In the interest of minimizing the possibility of error upon retrial, we add these brief comments concerning defendant’s contention that there was a complete failure of proof as to damages. The proper measure of damages in an action for injury to personalty is the difference between the reasonable market value of the personalty immediately before the accident and immediately thereafter.17 The only testimony concerning damages came from plaintiff himself, and this was the only “question” specifically directed to the measure of damages; “The question was the difference in value of your automobile immediately before and immediately after the collision of April 5, 1956.” Plaintiff answered: “Well, I’d say a thousand or fifteen hundred dollars.” We are cognizant of the rule that the owner of personalty usually is permitted to testify as to its reasonable market value, although he may not have sufficient knowledge to qualify as an expert.8 Even so, it obviously is better practice to develop in evidence such testimonial qualifications as the owner may have [e. g., Grath v. Wilson Motor Car Co., Mo.App., 253 S.W. 776, 777; Taylor v. St. Louis & H. R. Co., Mo.App., 256 S.W. 499, 500] ; the evidence should be as to reasonable market value immediately before and immediately after the injury; and judicial liberality in permitting an owner of personalty to testify as to its reasonable market value should not be treated as an unrestricted license to engage in sheer speculation and unbridled guesswork. Instant plaintiff’s answer smacks of that. Whether it should be treated as of no probative value is a question which we need not resolve. Suffice it to say that upon retrial plaintiff’s evidence as to damages should be developed with the foregoing suggestions in mind.

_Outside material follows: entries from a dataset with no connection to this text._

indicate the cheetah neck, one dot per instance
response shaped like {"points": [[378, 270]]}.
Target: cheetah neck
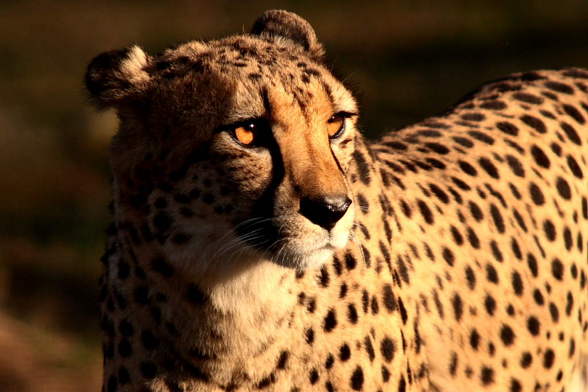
{"points": [[215, 325]]}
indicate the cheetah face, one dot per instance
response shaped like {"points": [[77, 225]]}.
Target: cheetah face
{"points": [[233, 149]]}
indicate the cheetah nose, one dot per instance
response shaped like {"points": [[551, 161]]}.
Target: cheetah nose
{"points": [[324, 211]]}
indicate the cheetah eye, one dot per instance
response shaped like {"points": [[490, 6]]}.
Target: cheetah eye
{"points": [[336, 124], [246, 133]]}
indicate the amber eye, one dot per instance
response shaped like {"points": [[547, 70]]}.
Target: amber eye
{"points": [[245, 133], [336, 126]]}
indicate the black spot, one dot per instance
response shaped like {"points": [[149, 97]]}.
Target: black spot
{"points": [[282, 360], [365, 300], [402, 384], [473, 238], [490, 305], [474, 339], [344, 352], [470, 277], [574, 113], [569, 303], [457, 237], [528, 98], [476, 211], [330, 321], [448, 256], [309, 336], [330, 361], [533, 325], [554, 312], [352, 313], [496, 251], [350, 261], [487, 375], [425, 212], [362, 166], [473, 117], [493, 105], [534, 123], [508, 128], [457, 306], [517, 283], [571, 133], [453, 364], [367, 342], [463, 141], [540, 157], [507, 335], [460, 184], [481, 137], [323, 276], [497, 218], [549, 230], [437, 148], [526, 360], [375, 307], [385, 374], [574, 167], [387, 349], [536, 194], [441, 195], [357, 379], [515, 165], [548, 358], [396, 145], [563, 188], [436, 163], [515, 385], [538, 297], [313, 377]]}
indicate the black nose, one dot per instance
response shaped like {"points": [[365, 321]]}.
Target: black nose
{"points": [[325, 211]]}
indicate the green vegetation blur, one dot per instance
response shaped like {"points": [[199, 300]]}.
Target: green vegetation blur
{"points": [[405, 60]]}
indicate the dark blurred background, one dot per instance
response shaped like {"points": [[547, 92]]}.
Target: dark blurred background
{"points": [[405, 60]]}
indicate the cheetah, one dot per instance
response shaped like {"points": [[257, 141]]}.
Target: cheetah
{"points": [[261, 243]]}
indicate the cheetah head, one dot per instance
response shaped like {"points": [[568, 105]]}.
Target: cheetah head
{"points": [[232, 149]]}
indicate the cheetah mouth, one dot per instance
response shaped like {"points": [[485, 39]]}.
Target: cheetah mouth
{"points": [[265, 237]]}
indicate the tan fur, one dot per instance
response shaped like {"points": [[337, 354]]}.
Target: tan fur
{"points": [[464, 233]]}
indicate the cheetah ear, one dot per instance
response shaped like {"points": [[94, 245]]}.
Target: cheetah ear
{"points": [[115, 76], [289, 25]]}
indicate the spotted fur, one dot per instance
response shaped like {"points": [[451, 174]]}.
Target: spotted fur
{"points": [[461, 263]]}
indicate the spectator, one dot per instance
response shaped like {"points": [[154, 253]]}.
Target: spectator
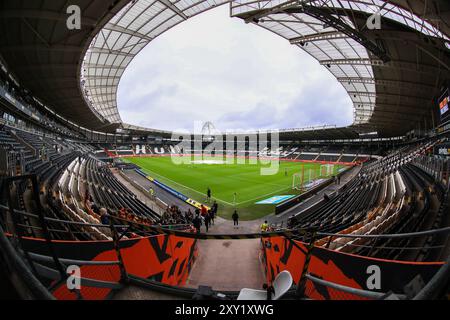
{"points": [[204, 211], [265, 226], [104, 218], [215, 207], [208, 220], [235, 217], [197, 223]]}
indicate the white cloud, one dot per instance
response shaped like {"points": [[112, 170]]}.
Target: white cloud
{"points": [[239, 76]]}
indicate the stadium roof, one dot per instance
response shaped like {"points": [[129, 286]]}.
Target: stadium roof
{"points": [[391, 74]]}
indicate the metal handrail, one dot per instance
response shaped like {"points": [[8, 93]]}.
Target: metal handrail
{"points": [[291, 232], [398, 235], [350, 290]]}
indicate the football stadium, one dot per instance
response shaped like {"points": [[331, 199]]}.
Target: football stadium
{"points": [[95, 207]]}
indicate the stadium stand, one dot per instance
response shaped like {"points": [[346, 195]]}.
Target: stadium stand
{"points": [[65, 198]]}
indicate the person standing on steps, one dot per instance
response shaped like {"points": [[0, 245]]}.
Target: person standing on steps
{"points": [[214, 211], [208, 220], [197, 222], [235, 217]]}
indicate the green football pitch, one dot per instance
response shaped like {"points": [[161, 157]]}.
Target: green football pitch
{"points": [[194, 176]]}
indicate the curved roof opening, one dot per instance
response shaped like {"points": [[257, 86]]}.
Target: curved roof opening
{"points": [[240, 77]]}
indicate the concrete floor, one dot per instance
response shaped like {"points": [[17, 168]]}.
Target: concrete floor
{"points": [[229, 265]]}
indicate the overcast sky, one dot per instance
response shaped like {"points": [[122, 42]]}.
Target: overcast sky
{"points": [[239, 76]]}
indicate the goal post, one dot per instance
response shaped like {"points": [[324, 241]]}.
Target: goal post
{"points": [[326, 170], [297, 181]]}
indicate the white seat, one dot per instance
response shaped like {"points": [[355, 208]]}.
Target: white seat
{"points": [[281, 285]]}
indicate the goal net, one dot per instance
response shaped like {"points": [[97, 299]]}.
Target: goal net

It being apparent that all pertinent factual information was not presented upon trial, substantial justice dictates that plaintiff should not be foreclosed from an op[813]*813portunity to prove his cause of action upon another trial. Kickham v. Carter, Mo., 314 S.W.2d 902, 907; Barnhart v. Ripka, Mo.App., 297 S.W.2d 787, 792(11); Hertel Electric Co. v. Gabriel, Mo.App., 292 S.W.2d 95, 102(15). Accordingly, the judgment for plaintiff is set aside, and the cause is remanded for retrial.
RUARK, P. J., and HOGAN, J., concur.